1.84  While the worry about rapidly growing imports and the burgeoning current account deficit appears to be somewhat misplaced, the possible risks to an otherwise rosy outlook arise from: inflation; interest rate; and fiscal stance.  In a capital-scarce economy like India, a current account surplus is symptomatic of insufficient investment. There is clear need to enhance investment. Higher investment is likely to result in higher imports of basic, intermediate and capital goods and trade and current account deficit. Such a deficit, however, is unlikely to pose a balance of payments problem as the commodity composition of non-oil imports, with the exception of gold and silver, is biased in favour of capital and other essential inputs and is likely to add to the export momentum in the future. 

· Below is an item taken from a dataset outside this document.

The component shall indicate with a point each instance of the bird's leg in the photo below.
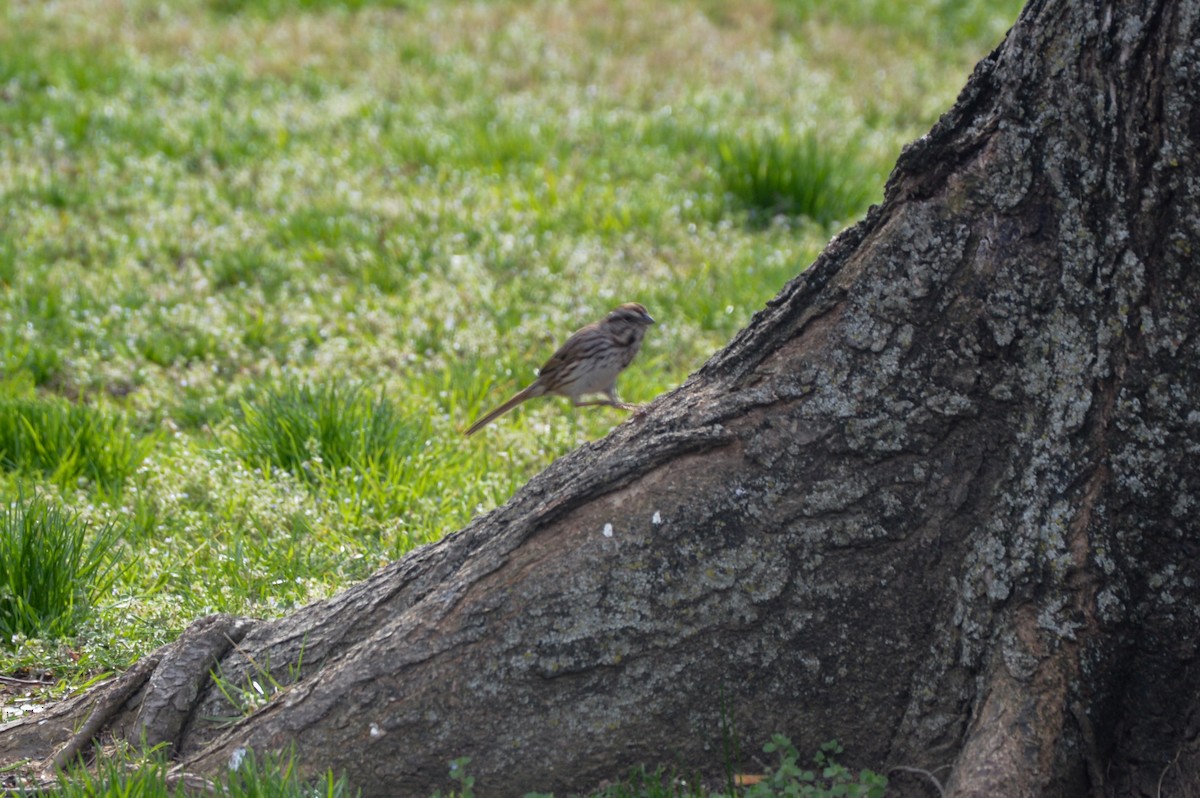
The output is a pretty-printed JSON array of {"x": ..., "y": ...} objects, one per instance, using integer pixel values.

1.85  High and volatile international petroleum prices impart an element of uncertainty in the inflation outlook not only for India but also the world economy.  With increasing dependence on imported crude and growing openness, India is no longer insulated from the rest of the world in price developments. This inflation uncertainty, together with the unresolved global macroeconomic imbalances, casts its shadow on the interest rate scenario. A continued firming up of global interest rates beyond a point poses the risk of dampening the domestic investment boom.

1.86  The fiscal risk, both at the Central and State levels, arise from the argument that the fiscal adjustment process in India has led to expenditure compression of the wrong kind.  It is important to safeguard against this argument as the solution lies in not increasing the deficits, but in meeting squarely the challenge of improving the quality of expenditure. Expansionary fiscal policies of the past have resulted in the present expenditure profile and any solution for correction of the same through higher fiscal deficit is reductionism. Though there is no inviolable penal provision under FRBMA, with a promising economic outlook in a globalised milieu, the nation could ill afford to falter in its fiscal resolve without adverse consequences. The journey for sustained economic growth and stability is a long one and quick fix solutions for higher fiscal deficit to temporarily prop up growth through expansionary policies, albeit in increasing productive capacity, would prove to be counterproductive. Instead, there is much scope for better productivity in expenditure and greater growth dividend through deepening the reform process that could harness higher savings and investment.